Cet article prend le parti de raconter une méthode de traitement de la pédophilie par l’association L’Ange Bleu. Imaginée par Latifa Bennari il y plus de vingt ans, cette gestion par la parole repose sur l’expérience de la fondatrice, ancienne victime. Il divise dans les milieux concernés et fait l’objet d’une enquête judiciaire. Nous Fomo choisit de restituer une expérience immersive dans l’une des réunions de l’association pour donner à voir ce point de vue nouveau mais n’engage en rien sa responsabilité sur le sujet. 

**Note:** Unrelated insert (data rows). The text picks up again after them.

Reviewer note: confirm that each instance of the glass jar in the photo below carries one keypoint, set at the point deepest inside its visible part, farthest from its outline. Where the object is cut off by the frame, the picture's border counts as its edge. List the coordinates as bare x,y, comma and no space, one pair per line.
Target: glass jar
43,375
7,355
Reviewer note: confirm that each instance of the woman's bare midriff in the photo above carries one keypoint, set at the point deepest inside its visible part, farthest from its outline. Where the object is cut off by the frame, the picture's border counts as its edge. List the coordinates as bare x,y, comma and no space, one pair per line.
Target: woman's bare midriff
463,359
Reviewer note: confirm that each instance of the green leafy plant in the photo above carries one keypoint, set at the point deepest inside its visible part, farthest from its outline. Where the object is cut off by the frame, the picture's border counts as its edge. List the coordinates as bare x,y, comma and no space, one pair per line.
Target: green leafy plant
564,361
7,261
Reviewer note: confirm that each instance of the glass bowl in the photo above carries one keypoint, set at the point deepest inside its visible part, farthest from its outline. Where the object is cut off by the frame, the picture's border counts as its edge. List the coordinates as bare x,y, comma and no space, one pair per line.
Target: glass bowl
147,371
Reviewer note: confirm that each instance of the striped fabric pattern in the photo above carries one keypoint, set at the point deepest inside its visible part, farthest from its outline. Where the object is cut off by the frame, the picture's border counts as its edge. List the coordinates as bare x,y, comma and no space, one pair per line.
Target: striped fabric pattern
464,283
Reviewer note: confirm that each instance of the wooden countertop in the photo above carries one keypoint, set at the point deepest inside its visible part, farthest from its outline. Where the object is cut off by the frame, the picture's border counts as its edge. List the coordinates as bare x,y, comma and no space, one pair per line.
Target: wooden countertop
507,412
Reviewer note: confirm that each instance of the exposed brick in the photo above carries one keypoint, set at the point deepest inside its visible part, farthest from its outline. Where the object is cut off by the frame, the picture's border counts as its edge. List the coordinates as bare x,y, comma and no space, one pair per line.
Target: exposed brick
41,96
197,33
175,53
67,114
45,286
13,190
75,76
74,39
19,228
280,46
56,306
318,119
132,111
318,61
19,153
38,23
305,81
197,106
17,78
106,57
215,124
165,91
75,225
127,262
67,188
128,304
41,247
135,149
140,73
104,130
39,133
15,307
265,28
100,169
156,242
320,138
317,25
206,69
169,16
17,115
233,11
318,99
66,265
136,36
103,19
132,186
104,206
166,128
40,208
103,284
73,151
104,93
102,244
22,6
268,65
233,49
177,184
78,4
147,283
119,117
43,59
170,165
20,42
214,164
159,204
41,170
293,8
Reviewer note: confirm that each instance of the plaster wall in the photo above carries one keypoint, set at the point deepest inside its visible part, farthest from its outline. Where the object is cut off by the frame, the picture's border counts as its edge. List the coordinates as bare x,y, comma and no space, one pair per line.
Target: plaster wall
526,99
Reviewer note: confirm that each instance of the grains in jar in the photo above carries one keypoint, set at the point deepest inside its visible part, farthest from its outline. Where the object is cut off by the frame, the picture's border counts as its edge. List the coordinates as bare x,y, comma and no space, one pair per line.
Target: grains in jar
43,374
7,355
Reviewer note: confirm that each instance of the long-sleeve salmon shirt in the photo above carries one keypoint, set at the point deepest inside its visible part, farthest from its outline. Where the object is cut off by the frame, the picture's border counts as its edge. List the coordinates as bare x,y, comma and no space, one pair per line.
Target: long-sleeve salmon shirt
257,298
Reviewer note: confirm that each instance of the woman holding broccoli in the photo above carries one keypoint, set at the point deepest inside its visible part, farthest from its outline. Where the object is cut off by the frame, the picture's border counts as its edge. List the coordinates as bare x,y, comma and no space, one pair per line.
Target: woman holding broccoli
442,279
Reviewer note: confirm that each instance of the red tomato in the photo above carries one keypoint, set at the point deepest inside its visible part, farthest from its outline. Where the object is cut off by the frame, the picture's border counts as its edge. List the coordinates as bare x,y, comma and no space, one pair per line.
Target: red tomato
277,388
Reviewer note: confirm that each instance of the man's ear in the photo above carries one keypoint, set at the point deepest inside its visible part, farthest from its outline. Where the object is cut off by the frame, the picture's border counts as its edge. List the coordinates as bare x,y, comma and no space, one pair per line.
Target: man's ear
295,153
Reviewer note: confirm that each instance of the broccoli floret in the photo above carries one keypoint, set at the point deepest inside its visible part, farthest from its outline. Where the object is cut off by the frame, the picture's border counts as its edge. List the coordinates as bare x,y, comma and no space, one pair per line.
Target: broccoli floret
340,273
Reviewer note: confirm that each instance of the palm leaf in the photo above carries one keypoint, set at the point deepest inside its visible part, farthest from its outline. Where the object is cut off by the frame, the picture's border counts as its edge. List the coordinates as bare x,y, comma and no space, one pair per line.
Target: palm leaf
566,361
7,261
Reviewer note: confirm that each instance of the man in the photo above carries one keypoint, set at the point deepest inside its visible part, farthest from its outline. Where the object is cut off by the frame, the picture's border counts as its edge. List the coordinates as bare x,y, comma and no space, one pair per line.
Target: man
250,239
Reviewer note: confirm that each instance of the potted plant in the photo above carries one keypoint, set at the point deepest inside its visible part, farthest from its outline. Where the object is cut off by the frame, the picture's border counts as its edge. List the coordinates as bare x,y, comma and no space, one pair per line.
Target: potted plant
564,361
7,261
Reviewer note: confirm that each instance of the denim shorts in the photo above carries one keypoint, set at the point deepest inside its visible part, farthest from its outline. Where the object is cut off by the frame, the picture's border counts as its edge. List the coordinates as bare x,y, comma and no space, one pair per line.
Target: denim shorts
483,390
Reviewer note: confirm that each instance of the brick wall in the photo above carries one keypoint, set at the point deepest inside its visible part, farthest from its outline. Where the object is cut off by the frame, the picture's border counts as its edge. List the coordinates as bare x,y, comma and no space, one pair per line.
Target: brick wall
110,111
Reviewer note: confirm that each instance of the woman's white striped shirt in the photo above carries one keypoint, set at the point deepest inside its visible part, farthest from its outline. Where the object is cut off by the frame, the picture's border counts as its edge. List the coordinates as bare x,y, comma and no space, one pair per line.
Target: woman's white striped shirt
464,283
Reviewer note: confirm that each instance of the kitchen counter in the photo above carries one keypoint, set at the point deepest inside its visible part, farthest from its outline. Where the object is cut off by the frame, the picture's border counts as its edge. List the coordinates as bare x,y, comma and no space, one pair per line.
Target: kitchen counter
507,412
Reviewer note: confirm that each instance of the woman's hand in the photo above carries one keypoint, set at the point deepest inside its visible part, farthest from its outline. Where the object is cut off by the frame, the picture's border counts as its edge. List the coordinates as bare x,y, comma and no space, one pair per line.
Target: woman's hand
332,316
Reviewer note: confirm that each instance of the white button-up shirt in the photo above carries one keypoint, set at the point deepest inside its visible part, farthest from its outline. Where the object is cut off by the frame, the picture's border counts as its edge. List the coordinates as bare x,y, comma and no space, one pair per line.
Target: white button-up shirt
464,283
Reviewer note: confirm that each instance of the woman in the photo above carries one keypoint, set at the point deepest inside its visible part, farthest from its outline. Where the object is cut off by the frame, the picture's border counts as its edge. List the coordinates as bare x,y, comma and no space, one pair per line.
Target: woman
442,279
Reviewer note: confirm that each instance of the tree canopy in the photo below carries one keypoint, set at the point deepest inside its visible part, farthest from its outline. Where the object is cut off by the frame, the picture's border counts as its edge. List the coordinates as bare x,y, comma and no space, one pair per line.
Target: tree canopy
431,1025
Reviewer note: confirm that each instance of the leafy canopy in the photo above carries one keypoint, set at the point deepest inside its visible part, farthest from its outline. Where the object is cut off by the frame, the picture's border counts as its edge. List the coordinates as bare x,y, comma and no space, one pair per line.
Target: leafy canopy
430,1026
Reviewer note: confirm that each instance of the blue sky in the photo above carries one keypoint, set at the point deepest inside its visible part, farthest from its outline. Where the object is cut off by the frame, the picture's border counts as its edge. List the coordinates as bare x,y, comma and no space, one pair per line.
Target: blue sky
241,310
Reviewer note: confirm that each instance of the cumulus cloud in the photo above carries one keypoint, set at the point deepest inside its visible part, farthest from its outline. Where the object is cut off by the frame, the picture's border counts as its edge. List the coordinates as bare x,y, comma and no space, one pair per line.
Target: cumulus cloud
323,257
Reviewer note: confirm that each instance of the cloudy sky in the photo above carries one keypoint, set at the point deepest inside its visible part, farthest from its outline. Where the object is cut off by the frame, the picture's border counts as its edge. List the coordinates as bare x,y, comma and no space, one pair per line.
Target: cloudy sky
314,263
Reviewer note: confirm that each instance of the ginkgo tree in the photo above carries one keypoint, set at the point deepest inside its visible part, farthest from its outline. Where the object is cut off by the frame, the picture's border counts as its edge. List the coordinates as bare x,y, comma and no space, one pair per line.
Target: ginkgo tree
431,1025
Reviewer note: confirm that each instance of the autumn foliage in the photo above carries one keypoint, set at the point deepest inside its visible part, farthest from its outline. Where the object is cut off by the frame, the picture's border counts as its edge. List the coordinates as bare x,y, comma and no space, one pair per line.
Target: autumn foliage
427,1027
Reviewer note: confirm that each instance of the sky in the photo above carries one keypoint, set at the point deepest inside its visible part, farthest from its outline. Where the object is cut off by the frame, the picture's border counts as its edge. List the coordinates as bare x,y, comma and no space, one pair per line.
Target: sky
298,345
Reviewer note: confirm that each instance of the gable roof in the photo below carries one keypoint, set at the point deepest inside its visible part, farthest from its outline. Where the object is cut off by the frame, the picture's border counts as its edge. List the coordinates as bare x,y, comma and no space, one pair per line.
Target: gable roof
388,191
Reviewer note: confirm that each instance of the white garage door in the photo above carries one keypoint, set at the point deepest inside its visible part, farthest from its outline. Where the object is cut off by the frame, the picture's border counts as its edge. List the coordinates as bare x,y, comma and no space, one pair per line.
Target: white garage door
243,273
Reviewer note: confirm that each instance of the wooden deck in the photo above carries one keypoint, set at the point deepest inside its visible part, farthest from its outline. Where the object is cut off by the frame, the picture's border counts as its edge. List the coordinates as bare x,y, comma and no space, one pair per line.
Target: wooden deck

Les noms ont été anonymisés.

 

Un samedi soir de septembre. Souriant et affirmé, David s’empare de son ordinateur et s’apprête à ouvrir l’application Zoom. Le quinquagénaire nettoie son écran avec précaution. Les consignes de Latifa, fondatrice de l’association, sont claires : faire comme pour les groupes de parole en physique et se préparer un petit encas pour se mettre à l’aise. David s’est constitué une assiette gourmande, fromages, gâteaux secs et fruits confits. Il n’y touchera pas.
Quinze personnes sont attendues ce soir, des anciens comme David et des nouveaux, sûrement assez anxieux. David se rappelle sa première réunion avec émotion. Il sait que Latifa compte sur lui comme son bras droit, et c’est d’ailleurs lui qui prendra la parole en premier. 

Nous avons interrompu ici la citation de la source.